As maps developed over time, we have slowly adapted a consistent visual vocabulary that ensures we are able to understand maps across language and cultural barriers. Even when maps from different authors differ slightly in design, we are instantly able to understand them. We recognize whether a road is a motorway or a minor side street, and we can distinguish features like buildings, fields, and rivers.
And now, as we move into the era of automated driving, map data needs to be read not only by humans, but by machines also. Formatting map data for each of the many automotive systems is a possible but high cost approach. How can we make sure that map and sensor data from different data providers can be used by the variety of in-car systems from a plethora of suppliers?
In a nutshell, this is what NDS does: NDS is the worldwide standard for map data in automotive eco-systems. The NDS standard helps to reduce development costs significantly through the interoperability of data and software. The same NDS map database can serve multiple different infotainment systems. Using NDS also allows automotive OEMs and navigation system vendors to source map data from the best map data vendors for selected countries. Using the same NDS map specification across vendors ensures the different maps and the navigation software work perfectly together.
The NDS association has defined clusters of map data. NDS calls these clusters NDS Building Blocks, supporting the different use cases. The ones that are relevant for highly automated driving are the Routing Building Block (which we essentially know from ordinary maps), complemented by the Lane Building Block, the Localization Landmark Building Block, and the Obstacles Building Block.
The Lane Building Block includes more precise information about the road itself: number of lanes, their association to each other, lane width, lane-level rules, and type and color of road markings, just to name a few. All this helps the car to determine its exact position in relation to the width of the road.
Localization Landmarks are, essentially, everything road-related that stands out from the surface. This includes road signs, gantries, poles and pillars, tunnel entrances, crash barriers, etc. Obstacles are generic, stationary objects along the road, for example guardrails, walls, fences, or small hills nearby. Combined with feedback from the car’s on-board sensors, this information allows for a more precise positioning of the vehicle in relation to the length of the road.

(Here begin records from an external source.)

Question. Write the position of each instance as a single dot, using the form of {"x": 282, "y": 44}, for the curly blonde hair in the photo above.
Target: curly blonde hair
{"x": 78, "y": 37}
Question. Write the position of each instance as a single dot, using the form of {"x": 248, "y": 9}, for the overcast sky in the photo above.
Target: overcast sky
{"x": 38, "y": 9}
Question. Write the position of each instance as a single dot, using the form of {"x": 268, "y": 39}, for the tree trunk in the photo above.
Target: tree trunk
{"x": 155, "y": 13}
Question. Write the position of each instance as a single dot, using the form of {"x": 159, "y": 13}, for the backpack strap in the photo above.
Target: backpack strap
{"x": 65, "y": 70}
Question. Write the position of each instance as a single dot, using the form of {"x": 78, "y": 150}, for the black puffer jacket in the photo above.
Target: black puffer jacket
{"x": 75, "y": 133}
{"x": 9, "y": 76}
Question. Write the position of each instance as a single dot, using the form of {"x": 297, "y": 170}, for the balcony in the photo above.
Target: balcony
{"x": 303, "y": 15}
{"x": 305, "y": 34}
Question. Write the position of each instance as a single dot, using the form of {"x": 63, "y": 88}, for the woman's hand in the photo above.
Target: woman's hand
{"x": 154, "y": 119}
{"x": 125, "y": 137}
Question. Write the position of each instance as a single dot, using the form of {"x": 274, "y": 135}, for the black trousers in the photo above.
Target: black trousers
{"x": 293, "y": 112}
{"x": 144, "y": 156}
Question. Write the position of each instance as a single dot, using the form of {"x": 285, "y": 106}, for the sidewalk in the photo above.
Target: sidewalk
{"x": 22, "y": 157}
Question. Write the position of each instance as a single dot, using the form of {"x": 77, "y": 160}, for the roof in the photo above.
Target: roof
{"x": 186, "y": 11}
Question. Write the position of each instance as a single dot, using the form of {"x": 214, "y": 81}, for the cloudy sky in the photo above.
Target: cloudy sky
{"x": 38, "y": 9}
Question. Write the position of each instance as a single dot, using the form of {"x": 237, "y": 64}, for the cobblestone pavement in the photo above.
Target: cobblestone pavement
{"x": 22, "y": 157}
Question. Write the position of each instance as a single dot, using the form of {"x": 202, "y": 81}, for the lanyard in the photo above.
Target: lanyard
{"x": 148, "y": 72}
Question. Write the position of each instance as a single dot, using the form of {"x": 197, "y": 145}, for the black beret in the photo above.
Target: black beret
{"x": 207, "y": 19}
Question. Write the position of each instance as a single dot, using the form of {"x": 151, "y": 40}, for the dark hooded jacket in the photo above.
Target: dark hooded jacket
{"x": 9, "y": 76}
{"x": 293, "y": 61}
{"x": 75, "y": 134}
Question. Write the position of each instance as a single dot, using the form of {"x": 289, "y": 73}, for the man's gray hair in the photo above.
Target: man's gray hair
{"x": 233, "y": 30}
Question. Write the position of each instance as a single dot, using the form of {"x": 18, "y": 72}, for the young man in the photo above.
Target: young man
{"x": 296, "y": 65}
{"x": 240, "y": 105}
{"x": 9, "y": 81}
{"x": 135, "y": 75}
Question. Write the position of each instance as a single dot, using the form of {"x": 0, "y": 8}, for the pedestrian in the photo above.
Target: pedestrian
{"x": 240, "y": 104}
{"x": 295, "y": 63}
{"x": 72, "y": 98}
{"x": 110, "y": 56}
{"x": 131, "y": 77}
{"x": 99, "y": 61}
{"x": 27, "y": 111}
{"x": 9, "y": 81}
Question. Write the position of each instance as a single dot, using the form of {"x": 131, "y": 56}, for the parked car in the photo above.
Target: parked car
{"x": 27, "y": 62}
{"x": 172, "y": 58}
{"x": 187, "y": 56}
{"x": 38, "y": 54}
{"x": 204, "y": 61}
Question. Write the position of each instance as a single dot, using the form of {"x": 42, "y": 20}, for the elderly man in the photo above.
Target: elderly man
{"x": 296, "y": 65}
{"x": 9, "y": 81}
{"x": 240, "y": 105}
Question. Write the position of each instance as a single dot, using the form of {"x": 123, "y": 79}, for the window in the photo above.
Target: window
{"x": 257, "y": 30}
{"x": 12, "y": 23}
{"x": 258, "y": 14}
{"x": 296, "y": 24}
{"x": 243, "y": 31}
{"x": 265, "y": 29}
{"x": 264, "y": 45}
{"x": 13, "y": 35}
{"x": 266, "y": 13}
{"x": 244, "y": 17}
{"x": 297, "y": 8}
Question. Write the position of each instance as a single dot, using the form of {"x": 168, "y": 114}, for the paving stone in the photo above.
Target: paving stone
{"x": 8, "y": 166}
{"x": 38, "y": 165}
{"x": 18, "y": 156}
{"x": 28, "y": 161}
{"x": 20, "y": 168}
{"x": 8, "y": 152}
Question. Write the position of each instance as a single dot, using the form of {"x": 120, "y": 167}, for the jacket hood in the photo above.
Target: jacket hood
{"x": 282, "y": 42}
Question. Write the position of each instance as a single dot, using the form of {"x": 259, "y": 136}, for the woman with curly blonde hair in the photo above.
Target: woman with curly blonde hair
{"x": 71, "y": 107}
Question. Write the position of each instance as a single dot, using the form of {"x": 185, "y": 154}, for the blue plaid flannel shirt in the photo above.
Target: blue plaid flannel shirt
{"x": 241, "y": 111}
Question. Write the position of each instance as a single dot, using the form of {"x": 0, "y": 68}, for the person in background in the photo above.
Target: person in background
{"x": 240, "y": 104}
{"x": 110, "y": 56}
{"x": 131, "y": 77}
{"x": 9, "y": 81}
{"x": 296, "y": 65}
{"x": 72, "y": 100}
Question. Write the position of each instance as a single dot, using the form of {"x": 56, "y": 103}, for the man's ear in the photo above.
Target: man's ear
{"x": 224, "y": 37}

Compared to proprietary map data formats, NDS offers a unique openness. The standard is jointly developed by carmakers, systems developers and map data providers and can therefore reflect market needs better than any other. It supports highly dynamic data to be referenced to the road topology and allows for high-definition (HD) maps to be updated by sensor data to provide a near real-time map of a vehicle’s surroundings.
In-car sensors detect and measure the immediate surroundings of the car. Their data can be processed in the vehicle for immediate insights analysis and also shared with other vehicles. If enough data is collected, it can even be used to enhance maps with detailed, up-to-date information.
Some carmakers believe they can rely solely on the sensor data from their own vehicle fleet to update maps for automated driving. But what happens in regions where their fleet is too small to provide that critical mass of information?
Other automotive OEMs don’t even use map data for automated driving systems, claiming that in-car sensor data is sufficient. But what if the sensors provide false information, for example in challenging conditions such as rain or glistening sunlight?
High-definition map data adds an extra layer of safety to automated and autonomous driving systems. Through map data, Advanced Driver Assistance Systems (ADAS) are able to cross-reference sensor data with map data, or to follow the many rules in traffic that are not sign-posted. Take speed limits for example: In France, the general speed limit on motorways is 130km/h – except when it rains, then it automatically becomes 110km/h. In this case, an automated driving system needs two sources of information: A map to know that the vehicle is on the motorway in France, and sensors to know if it’s raining or not.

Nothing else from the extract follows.